First, train the 'black-box' model to explain
from sklearn import datasets, model_selection, ensemble
seed = 1
# Train black-box model on Iris data
data = datasets.load_iris()
train, test, y_train, y_test = model_selection.train_test_split(data.data,
data.target,
train_size=0.80,
random_state=seed)
model = ensemble.RandomForestClassifier(random_state=seed)
model.fit(train, y_train)
Next, perform contrastive explanation on the first test instance (test[0]
) by wrapping the tabular data in a DomainMapper
, and then using method ContrastiveExplanation.explain_instance_domain()
# Contrastive explanation
import contrastive_explanation as ce
dm = ce.domain_mappers.DomainMapperTabular(train,
feature_names=data.feature_names,
contrast_names=data.target_names)
exp = ce.ContrastiveExplanation(dm, verbose=True)
sample = test[0]
exp.explain_instance_domain(model.predict_proba, sample)
[OUT] "The model predicted 'setosa' instead of 'versicolor' because 'sepal length (cm) <= 6.517 and petal width (cm) <= 0.868'"
The predicted class using the RandomForestClassifier
was 'setosa', while the second most probable class 'versicolor' may have been expected instead. The difference of why the current instance was classified 'setosa' is because its sepal length is less than or equal to 6.517 centimers and its petal width is less than or equal to 0.868 centimers. In other words, if the instance would keep all feature values the same, but change its sepal width to more than 6.517 centimers and its petal width to more than 0.868 centimers, the black-box classifier would have changed the outcome to 'versicolor'.
For more examples, check out the attached Notebook.
Several choices can be made to tailor the explanation to your type of explanation problem.
Used for determining the current outcome (fact) and the outcome of interest (foil), based on a foil_method
(e.g. second most probable class, random class, greater than the current outcome).
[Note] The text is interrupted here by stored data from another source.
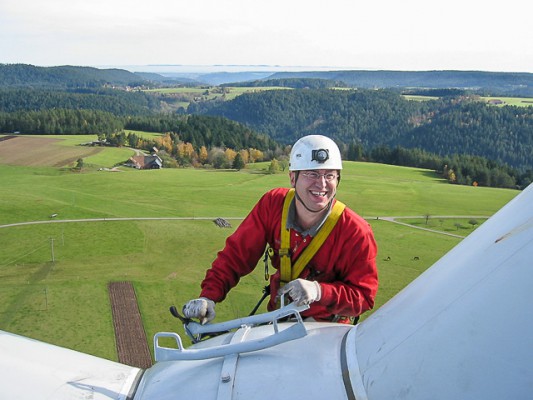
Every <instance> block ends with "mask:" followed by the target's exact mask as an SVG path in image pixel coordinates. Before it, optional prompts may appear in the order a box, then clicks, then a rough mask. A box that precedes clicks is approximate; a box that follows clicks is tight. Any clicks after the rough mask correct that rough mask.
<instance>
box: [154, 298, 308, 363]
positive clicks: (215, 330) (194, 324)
mask: <svg viewBox="0 0 533 400" xmlns="http://www.w3.org/2000/svg"><path fill="white" fill-rule="evenodd" d="M308 308H309V305H304V306H300V307H296V306H295V305H294V304H289V305H287V306H284V307H282V308H280V309H279V310H275V311H272V312H269V313H264V314H260V315H253V316H249V317H247V318H239V319H235V320H232V321H228V322H222V323H219V324H206V325H201V324H199V323H196V322H189V323H188V324H185V331H186V332H187V334H188V335H189V336H190V337H191V339H195V338H196V337H197V336H198V335H199V334H205V333H219V332H226V331H229V330H231V329H235V328H239V327H240V329H239V330H244V329H245V328H246V329H249V328H250V327H251V326H252V325H258V324H265V323H270V328H271V333H270V335H268V336H264V337H261V338H258V339H254V340H245V335H244V334H239V335H234V337H233V339H232V341H231V343H228V344H224V345H219V346H210V347H208V348H203V349H185V347H184V346H183V342H182V340H181V337H180V336H179V335H177V334H176V333H173V332H159V333H156V335H155V336H154V356H155V360H156V361H177V360H203V359H206V358H214V357H224V356H228V355H230V354H235V353H248V352H251V351H257V350H263V349H266V348H269V347H272V346H276V345H278V344H280V343H285V342H288V341H291V340H296V339H300V338H302V337H304V336H305V335H307V331H306V329H305V326H304V324H303V320H302V317H301V316H300V314H299V312H301V311H304V310H307V309H308ZM288 316H292V317H293V318H295V319H296V322H297V323H295V324H292V325H290V326H289V327H286V329H283V330H280V329H279V328H278V321H279V320H280V319H282V318H285V317H288ZM236 336H240V337H241V338H242V339H241V340H238V341H237V340H235V337H236ZM164 337H167V338H168V337H170V338H173V339H174V341H175V344H176V346H175V348H168V347H163V346H161V345H160V344H159V339H160V338H164Z"/></svg>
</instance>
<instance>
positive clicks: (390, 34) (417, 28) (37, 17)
mask: <svg viewBox="0 0 533 400" xmlns="http://www.w3.org/2000/svg"><path fill="white" fill-rule="evenodd" d="M528 3H529V0H506V1H500V0H498V1H496V0H446V1H441V0H433V1H431V0H328V1H326V0H188V1H183V0H150V1H140V0H90V1H88V0H43V1H35V0H0V63H3V64H13V63H23V64H32V65H38V66H56V65H83V66H95V67H110V66H150V65H158V64H164V65H166V66H167V68H169V69H172V68H173V67H168V66H169V65H181V66H182V67H180V68H181V69H183V68H184V67H183V66H196V67H198V66H211V65H217V68H218V69H220V70H224V69H228V68H230V67H227V66H230V65H231V66H236V65H239V66H242V65H245V66H265V65H268V66H279V68H281V69H284V68H285V67H291V68H292V69H305V70H310V69H331V70H332V69H354V70H403V71H405V70H411V71H420V70H478V71H504V72H530V73H533V23H532V18H531V15H532V13H531V7H530V6H529V5H528ZM309 67H313V68H309ZM176 68H178V67H176ZM206 68H207V67H206ZM233 68H235V67H233ZM263 68H266V67H263ZM125 69H128V68H125ZM129 69H130V70H131V69H134V68H133V67H132V68H129ZM137 69H139V68H137ZM141 69H143V70H149V68H141ZM244 69H246V68H244ZM267 69H268V68H267ZM287 69H290V68H287Z"/></svg>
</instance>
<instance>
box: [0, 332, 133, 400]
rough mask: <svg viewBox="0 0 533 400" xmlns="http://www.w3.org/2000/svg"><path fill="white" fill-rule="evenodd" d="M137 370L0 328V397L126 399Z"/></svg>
mask: <svg viewBox="0 0 533 400" xmlns="http://www.w3.org/2000/svg"><path fill="white" fill-rule="evenodd" d="M140 373H141V370H139V369H138V368H133V367H129V366H126V365H122V364H118V363H115V362H112V361H109V360H105V359H102V358H97V357H93V356H90V355H87V354H83V353H79V352H76V351H73V350H68V349H64V348H61V347H57V346H53V345H50V344H46V343H42V342H38V341H36V340H32V339H28V338H24V337H22V336H18V335H13V334H11V333H7V332H4V331H0V399H2V400H4V399H5V400H26V399H27V400H35V399H47V400H48V399H50V400H76V399H94V400H102V399H128V398H131V397H128V396H129V395H130V391H131V392H132V391H133V389H134V387H135V385H136V383H137V382H136V380H137V379H138V378H140Z"/></svg>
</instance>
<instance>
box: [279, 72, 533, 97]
mask: <svg viewBox="0 0 533 400" xmlns="http://www.w3.org/2000/svg"><path fill="white" fill-rule="evenodd" d="M287 78H313V79H329V80H334V81H342V82H344V83H346V84H347V85H348V86H352V87H358V88H368V89H378V88H428V89H434V88H459V89H470V90H476V91H480V90H485V91H487V92H490V93H498V94H508V95H516V96H525V97H529V96H533V74H530V73H515V72H484V71H327V72H323V71H317V72H313V71H309V72H277V73H275V74H273V75H271V76H269V77H268V79H287Z"/></svg>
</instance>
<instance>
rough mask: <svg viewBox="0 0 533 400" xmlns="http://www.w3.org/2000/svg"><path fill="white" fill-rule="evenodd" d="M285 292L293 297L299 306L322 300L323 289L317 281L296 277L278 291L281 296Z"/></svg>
mask: <svg viewBox="0 0 533 400" xmlns="http://www.w3.org/2000/svg"><path fill="white" fill-rule="evenodd" d="M285 294H288V295H289V296H290V297H291V298H292V301H294V302H295V303H296V306H297V307H299V306H302V305H304V304H311V303H312V302H314V301H318V300H320V298H321V297H322V289H321V288H320V284H319V283H318V282H317V281H306V280H305V279H295V280H294V281H291V282H289V283H287V284H286V285H285V286H283V287H282V288H281V289H280V290H279V292H278V295H279V296H283V295H285Z"/></svg>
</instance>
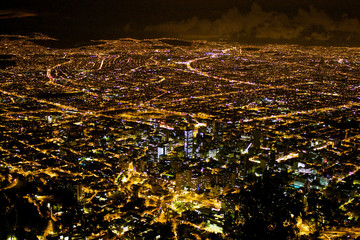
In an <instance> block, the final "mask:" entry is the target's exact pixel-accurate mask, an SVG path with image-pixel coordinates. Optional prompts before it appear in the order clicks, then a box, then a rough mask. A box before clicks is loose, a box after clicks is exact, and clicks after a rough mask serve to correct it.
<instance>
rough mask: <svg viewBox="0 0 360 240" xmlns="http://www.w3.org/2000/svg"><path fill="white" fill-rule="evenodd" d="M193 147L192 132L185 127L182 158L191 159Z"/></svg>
mask: <svg viewBox="0 0 360 240" xmlns="http://www.w3.org/2000/svg"><path fill="white" fill-rule="evenodd" d="M193 145H194V130H193V129H192V128H189V127H186V129H185V138H184V156H185V157H187V158H192V157H193V147H194V146H193Z"/></svg>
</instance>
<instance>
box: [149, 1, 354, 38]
mask: <svg viewBox="0 0 360 240" xmlns="http://www.w3.org/2000/svg"><path fill="white" fill-rule="evenodd" d="M146 31H148V32H156V33H159V34H162V35H169V36H176V37H184V38H200V37H202V38H207V37H210V38H211V37H223V38H237V39H272V40H288V41H298V40H304V41H332V40H337V39H338V38H339V34H340V35H341V37H343V38H344V39H345V40H347V41H359V40H360V39H358V37H359V36H360V22H359V20H358V19H356V18H350V17H348V16H347V15H343V16H342V17H341V18H340V19H336V20H334V19H333V18H331V17H330V16H329V15H328V14H326V13H325V12H324V11H321V10H317V9H316V8H314V7H310V8H309V9H307V10H304V9H299V10H298V11H297V13H296V14H294V15H293V16H289V15H287V14H285V13H282V12H277V11H264V10H263V9H262V8H261V7H260V6H259V5H257V4H253V5H252V7H251V10H250V11H249V12H247V13H243V12H241V11H239V10H238V8H231V9H229V10H228V11H227V12H226V13H224V14H222V15H221V16H218V17H217V18H216V19H215V20H209V19H206V18H197V17H193V18H190V19H187V20H184V21H172V22H166V23H163V24H158V25H153V26H148V27H146Z"/></svg>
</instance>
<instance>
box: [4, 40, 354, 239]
mask: <svg viewBox="0 0 360 240" xmlns="http://www.w3.org/2000/svg"><path fill="white" fill-rule="evenodd" d="M1 39H2V40H1V41H2V42H3V43H4V44H3V45H1V47H0V53H1V54H3V55H4V59H5V58H6V59H8V58H9V56H11V58H10V59H11V61H15V62H16V64H15V65H14V66H6V67H4V68H3V69H1V70H0V76H1V80H0V102H1V105H0V133H1V136H2V138H1V139H0V156H1V157H0V169H1V174H2V175H1V176H3V177H2V178H1V181H2V183H1V185H0V187H1V188H2V189H5V190H6V191H9V189H12V190H16V184H17V182H16V181H15V180H14V179H21V181H22V182H24V183H26V182H27V181H28V182H31V183H38V185H39V187H38V188H37V189H33V190H32V191H33V192H26V194H25V192H24V193H21V191H25V190H23V189H19V190H18V191H20V193H19V194H20V195H21V194H23V195H26V196H27V197H28V198H29V199H31V201H30V203H31V204H32V203H34V204H35V205H36V206H38V207H39V209H41V211H43V212H42V217H45V216H49V219H50V218H51V219H52V220H51V219H50V221H53V220H54V219H57V220H58V221H53V222H52V223H51V224H52V225H51V226H52V229H50V227H49V226H48V227H49V229H47V231H45V232H44V233H43V236H45V235H46V236H49V237H50V236H53V237H55V238H56V237H60V236H61V237H62V238H65V237H69V236H70V237H71V236H73V237H74V236H85V235H86V234H90V235H91V234H93V235H97V236H99V237H101V236H104V235H106V234H109V231H110V232H111V234H114V235H116V236H118V237H119V236H123V234H125V235H126V234H130V235H131V234H135V232H136V233H137V234H140V233H141V234H143V235H141V234H140V235H141V236H148V235H146V234H150V232H156V234H155V233H154V234H155V237H158V238H164V239H165V238H166V236H165V235H164V233H163V232H161V231H160V230H156V231H155V230H154V229H158V228H156V227H155V225H156V224H166V223H168V224H170V225H171V226H178V225H179V226H181V227H182V228H180V227H179V230H178V231H179V233H174V231H175V232H176V229H175V230H174V229H173V228H174V227H171V228H170V229H173V230H171V232H172V234H174V238H175V236H176V235H177V234H180V232H182V233H183V232H186V231H187V230H184V229H187V228H188V230H189V231H190V232H191V231H194V232H197V231H198V233H197V234H198V235H199V236H205V235H206V234H216V236H217V237H225V236H226V230H225V229H227V227H228V226H226V222H227V220H226V219H227V216H229V215H231V214H233V213H234V212H235V211H239V209H240V210H241V209H242V208H243V207H244V206H243V205H242V204H243V203H241V202H239V200H238V199H236V198H233V197H231V196H230V195H231V194H235V193H238V192H239V191H240V189H246V188H247V187H248V186H249V187H250V186H251V185H252V184H253V183H254V181H261V179H262V178H264V177H265V176H266V175H269V174H270V175H273V176H283V175H284V174H285V175H286V178H283V179H282V183H281V185H279V186H277V187H278V188H280V189H281V191H284V194H285V195H286V194H288V193H289V192H294V191H295V192H297V193H299V194H300V195H301V196H303V198H302V200H301V201H302V203H303V204H304V205H305V206H306V205H307V204H308V202H307V200H306V198H307V196H308V195H309V194H310V193H312V192H316V193H317V194H318V195H319V196H323V197H324V198H331V199H335V201H336V202H337V203H338V204H339V206H340V207H338V208H337V209H336V211H339V212H340V213H341V214H342V216H346V218H341V219H335V220H336V221H335V222H337V224H338V225H346V224H348V225H349V226H352V225H353V224H354V222H356V221H357V220H358V219H359V216H360V213H359V212H358V211H356V210H355V209H356V208H357V207H359V203H360V201H359V199H360V172H359V168H360V159H359V145H360V137H359V136H360V130H359V124H360V119H359V101H360V99H359V96H358V92H359V79H358V76H357V73H356V72H357V71H358V69H359V65H360V63H359V61H358V59H359V57H360V56H359V52H358V50H356V49H349V48H325V47H301V46H292V45H289V46H283V45H268V46H258V47H244V46H241V45H239V44H236V43H215V42H192V43H191V44H188V42H187V44H181V41H168V40H167V41H165V40H162V39H157V40H145V41H138V40H133V39H125V40H117V41H104V42H102V44H100V45H93V46H87V47H81V48H74V49H50V48H44V47H41V46H39V45H35V44H33V43H31V42H30V41H29V40H27V39H26V38H25V37H23V38H18V39H17V40H9V38H8V37H6V36H3V37H2V38H1ZM20 46H25V47H24V48H21V47H20ZM5 54H6V55H5ZM256 179H257V180H256ZM60 190H61V191H65V192H67V193H69V194H70V195H71V194H72V196H73V200H74V201H73V202H71V204H68V205H66V204H65V203H64V199H63V198H61V197H59V198H58V199H57V198H56V197H54V196H58V195H57V191H60ZM26 191H28V190H26ZM230 193H231V194H230ZM20 195H19V196H20ZM39 196H41V197H39ZM116 199H118V200H116ZM14 201H15V200H14ZM44 206H46V207H44ZM43 207H44V208H43ZM307 208H308V207H306V209H307ZM306 209H304V211H307V210H306ZM39 211H40V210H39ZM41 211H40V212H41ZM71 211H72V212H71ZM45 212H46V213H45ZM70 212H71V214H74V216H75V217H74V218H72V220H71V221H70V222H69V223H71V224H70V225H71V226H70V225H69V226H67V225H66V224H67V223H66V221H62V220H61V219H62V216H67V214H70ZM105 213H107V214H105ZM45 218H46V217H45ZM64 219H65V218H64ZM89 219H91V220H89ZM121 219H122V220H121ZM124 219H125V220H124ZM344 219H345V220H346V221H345V220H344ZM130 222H134V224H133V225H131V224H132V223H130ZM240 222H241V221H240ZM323 223H325V225H324V226H323V227H324V228H326V227H333V226H334V225H331V226H330V225H329V224H328V223H326V222H325V220H324V221H323ZM91 224H93V225H91ZM309 224H310V223H309ZM326 224H328V225H326ZM90 226H94V228H92V227H90ZM95 226H96V227H95ZM141 226H143V227H141ZM156 226H157V225H156ZM194 226H197V227H194ZM335 227H336V226H335ZM175 228H176V227H175ZM181 229H182V230H181ZM195 229H197V230H195ZM91 231H93V232H91ZM159 231H160V232H159ZM81 234H83V235H81ZM202 234H203V235H202ZM125 235H124V236H125ZM130 235H129V236H130ZM140 235H139V236H140ZM206 236H207V237H208V235H206ZM130 238H131V237H130ZM144 238H145V237H144Z"/></svg>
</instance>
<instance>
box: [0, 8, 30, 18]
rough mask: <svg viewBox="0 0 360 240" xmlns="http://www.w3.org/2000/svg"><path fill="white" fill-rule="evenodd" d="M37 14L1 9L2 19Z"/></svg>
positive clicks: (0, 13) (18, 17) (25, 16)
mask: <svg viewBox="0 0 360 240" xmlns="http://www.w3.org/2000/svg"><path fill="white" fill-rule="evenodd" d="M36 15H37V14H35V13H32V12H26V11H22V10H0V19H9V18H25V17H34V16H36Z"/></svg>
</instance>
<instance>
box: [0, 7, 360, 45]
mask: <svg viewBox="0 0 360 240" xmlns="http://www.w3.org/2000/svg"><path fill="white" fill-rule="evenodd" d="M359 10H360V1H358V0H342V1H337V0H302V1H299V0H297V1H294V0H271V1H269V0H258V1H250V0H238V1H235V0H182V1H174V0H146V1H145V0H131V1H120V0H92V1H89V0H62V1H60V0H51V1H48V0H11V1H7V2H3V3H2V6H1V10H0V26H1V28H0V29H1V33H2V34H32V33H33V32H40V33H44V34H47V35H49V36H51V37H54V38H58V39H67V40H71V41H77V40H88V39H114V38H121V37H134V38H152V37H179V38H185V39H219V38H222V39H229V40H235V41H240V42H244V43H245V42H246V43H304V44H324V45H326V44H331V45H344V46H347V45H360V11H359Z"/></svg>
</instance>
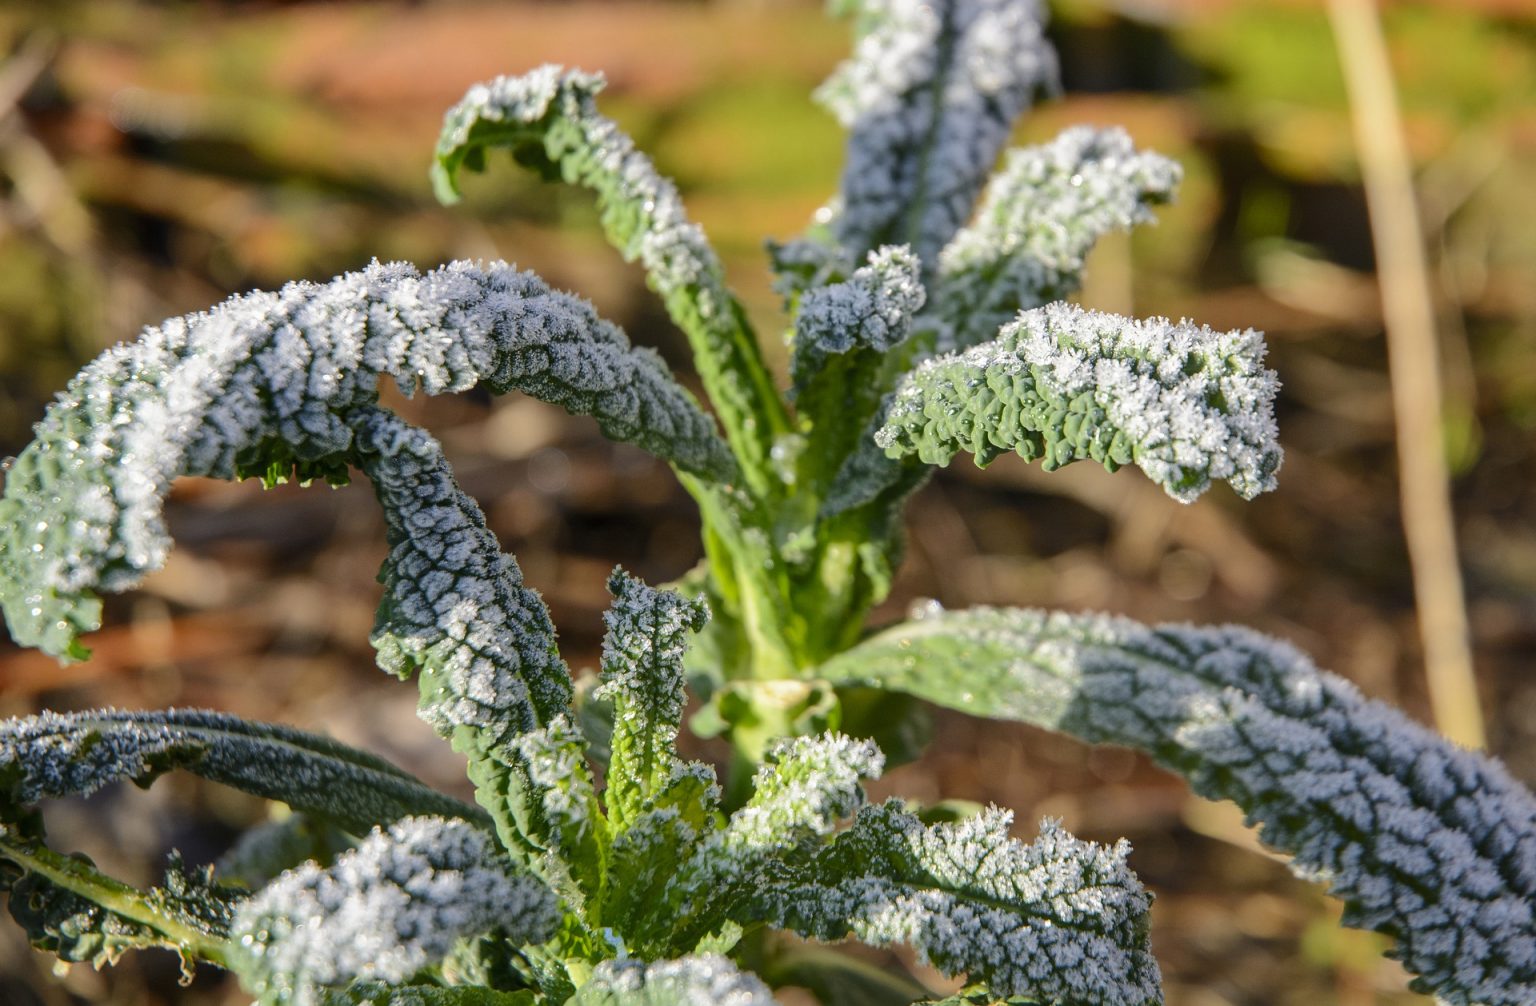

Foils can also be manually selected by using the foil=...
optional argument of the ContrastiveExplanation.explain_instance_domain()
method.
FactFoil | Description | foil_method |
---|---|---|
FactFoilClassification (default) |
Determine fact and foil for classification/unsupervised learning | second , random |
FactFoilRegression |
Determine fact and foil for regression analysis | greater , smaller |
Method for forming the explanation, either using a Foil Tree (TreeExplanator
) as described in the paper, or using a prototype (PointExplanator
, not fully implemented). As multiple explanations hold, one can choose the foil_strategy
as either 'closest' (shortest explanation), 'size' (move the current outcome to the area containing most samples of the foil outcome), 'impurity' (most informative foil area), or 'random' (random foil area)
Explanator | Description | foil_strategy |
---|---|---|
TreeExplanator (default) |
Foil Tree: Explain using a decision tree | closest , size , impurity , random |
PointExplanator |
Explain with a representatitive point (prototype) of the foil class | closest , medoid , random |
For handling the different types of data:
- Tabular (rows and columns)
- Images (rudimentary support)
Maps to a general format that the explanator can form the explanation in, and then maps the explanation back into this format. Ensures meaningful feature names.
DomainMapper | Description |
---|---|
DomainMapperTabular |
Tabular data (columns with feature names, rows) |
DomainMapperPandas |
Uses a pandas dataframe to create a DomainMapperTabular , while automatically inferring feature names |
DomainMapperImage |
Image data |
ContrastiveExplanation is BSD-3 Licensed.